Pain

Pain adds more shame. Sometimes, the strength of my pain makes me feel--less. Shamed. Dishonoring to God. Failing.

Yet, pain at the right things shows a heart more tuned to God’s. Who sees what should have been and mourns at the discrepancy. Pain is the empty, gaping vastness of nothingness so tangible it cuts between the rainbow, where the earth does not meet the colors-to-be that reach down.
A heart of flesh cries; a heart of stone will just push through, shout it makes me stronger, cuts a stuff upper lip.
A heart of flesh bleeds; alas, and did my Savior bleed.
Joy can only come from a heart that is alive--alive to pain and death, grief and sorrow, joy and delight.
Pain, in this broken world, is right. It is a silver trumpet call ringing out through the mist that not all is right.

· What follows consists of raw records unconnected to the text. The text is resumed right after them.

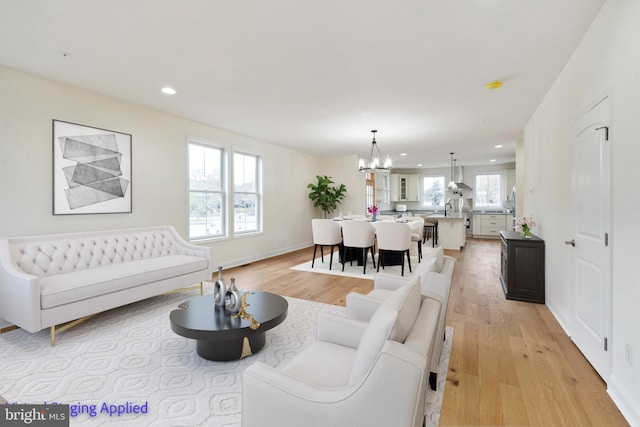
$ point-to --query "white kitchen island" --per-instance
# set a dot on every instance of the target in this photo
(452, 230)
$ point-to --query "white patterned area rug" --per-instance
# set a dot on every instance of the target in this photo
(130, 356)
(355, 270)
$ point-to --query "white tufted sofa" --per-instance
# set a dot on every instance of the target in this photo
(50, 280)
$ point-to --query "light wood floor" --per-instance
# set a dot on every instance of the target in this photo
(511, 363)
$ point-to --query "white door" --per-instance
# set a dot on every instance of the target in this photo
(591, 328)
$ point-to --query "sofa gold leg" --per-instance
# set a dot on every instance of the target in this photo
(188, 288)
(56, 330)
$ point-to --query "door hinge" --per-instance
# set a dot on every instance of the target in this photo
(606, 132)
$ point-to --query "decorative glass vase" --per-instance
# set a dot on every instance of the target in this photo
(219, 289)
(232, 297)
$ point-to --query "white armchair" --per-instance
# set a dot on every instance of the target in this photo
(435, 276)
(356, 373)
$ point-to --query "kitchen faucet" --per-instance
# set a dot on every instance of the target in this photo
(445, 206)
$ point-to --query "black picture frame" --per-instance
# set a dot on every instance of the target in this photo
(92, 170)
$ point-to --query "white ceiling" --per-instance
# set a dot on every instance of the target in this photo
(315, 75)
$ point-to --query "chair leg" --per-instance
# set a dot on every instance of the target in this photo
(331, 258)
(365, 251)
(373, 256)
(344, 256)
(315, 248)
(433, 380)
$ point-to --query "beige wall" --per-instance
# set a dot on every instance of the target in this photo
(607, 61)
(27, 106)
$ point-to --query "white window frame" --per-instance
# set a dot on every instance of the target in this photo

Pain is right in the sense that we are finite and dependent.
From Genesis to Psalms to the apostle Paul to the wizened apostle on lonesome Patmos exile in Revelation, finitude and dependence are recognized as blessings.
But with finitude comes the searing pain of standing by, helpless. Powerless. Nor is the pain staunched when God seems silent and the waves of Satan’s chaos seems unchecked. But against tiny grains of sand--the mighty weight of raving water will not breach. The Lord is working; and is placing each grain of sand in place.
Pain leads to dependence. Oh, what a galling sweet, sweet gift: “For we were so utterly burdened beyond our strength that we despaired of life itself. Indeed, we felt that we had received the sentence of death. But that was to make us rely not on ourselves but on God who raises the dead” (2 Corinthians 1:8-9).

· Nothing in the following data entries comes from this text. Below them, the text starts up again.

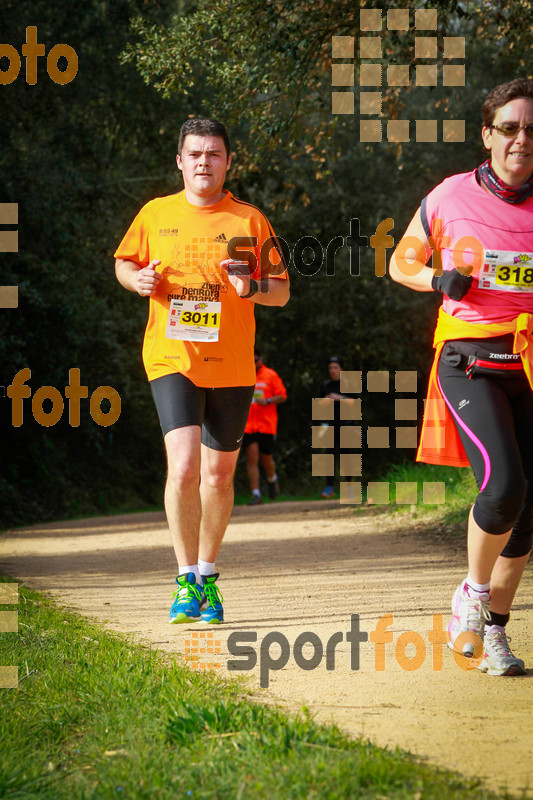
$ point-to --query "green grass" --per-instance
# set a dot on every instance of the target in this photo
(95, 716)
(460, 492)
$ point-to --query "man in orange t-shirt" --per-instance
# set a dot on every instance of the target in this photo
(204, 258)
(261, 429)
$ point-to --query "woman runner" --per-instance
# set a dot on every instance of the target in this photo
(479, 226)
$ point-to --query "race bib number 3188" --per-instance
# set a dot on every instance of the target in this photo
(507, 271)
(193, 321)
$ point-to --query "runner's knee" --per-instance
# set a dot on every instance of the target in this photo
(497, 509)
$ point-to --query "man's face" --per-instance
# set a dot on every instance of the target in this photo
(511, 158)
(204, 163)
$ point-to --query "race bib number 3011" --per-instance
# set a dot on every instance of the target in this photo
(193, 321)
(507, 271)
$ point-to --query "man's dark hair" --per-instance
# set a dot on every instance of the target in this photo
(503, 94)
(203, 126)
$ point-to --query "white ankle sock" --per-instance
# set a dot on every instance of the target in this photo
(477, 587)
(191, 568)
(494, 629)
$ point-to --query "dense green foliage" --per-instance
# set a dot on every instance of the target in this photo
(80, 160)
(96, 717)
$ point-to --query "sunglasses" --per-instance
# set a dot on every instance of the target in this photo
(511, 129)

Pain is invited by our Lord.
He bends his ears, he who could hear only the praises of angels wanted to hear your pain, anger, grief, sorrow. So much so he became flesh, took on pain. He took pain in himself, opened his pristine heart to the horrors of pain that you know so well.
He sought out the demon-possessed man, crossing the sea just for him. He crossed heaven to earth to hear you. “In all their affliction he [YHWH] was afflicted, and the angel of his presence saved them; in his love and pity he redeemed them; he lifted them up and carried them all the days of old” (Isaiah 63:9).
He invites our pain. He does not shame.

Today, I do not take your hand and point to the slim rays of dawn still hidden by the dark clouds--albeit there, just barely.
Today, we sit together in pain, whatever yours may be: of grief, loss, dreams, lost future, anniversaries, one so recent the anger and denial chokes, one so constant that it has become the steady rain of despair, tragic, long-expected and slow, aging, depression, cancer, cutting, eating disorder, shame…… We sit, together.
It is not to let Satan gain another hand: do not let it be shame.
Our heart is of flesh--we beat in pain when all is not right.
We herald a clarion silver call--all is not right in pain.
Rooted in dependence--deeper will drill the roots, even if it seems all is sucking dry in pain.
Invited into our God--not only to be heard, but by the pain of Jesus, taken into the very Godhead by the Spirit in Jesus before the Father. Pain is not our master, but the God who knows, and is greater, than the pain.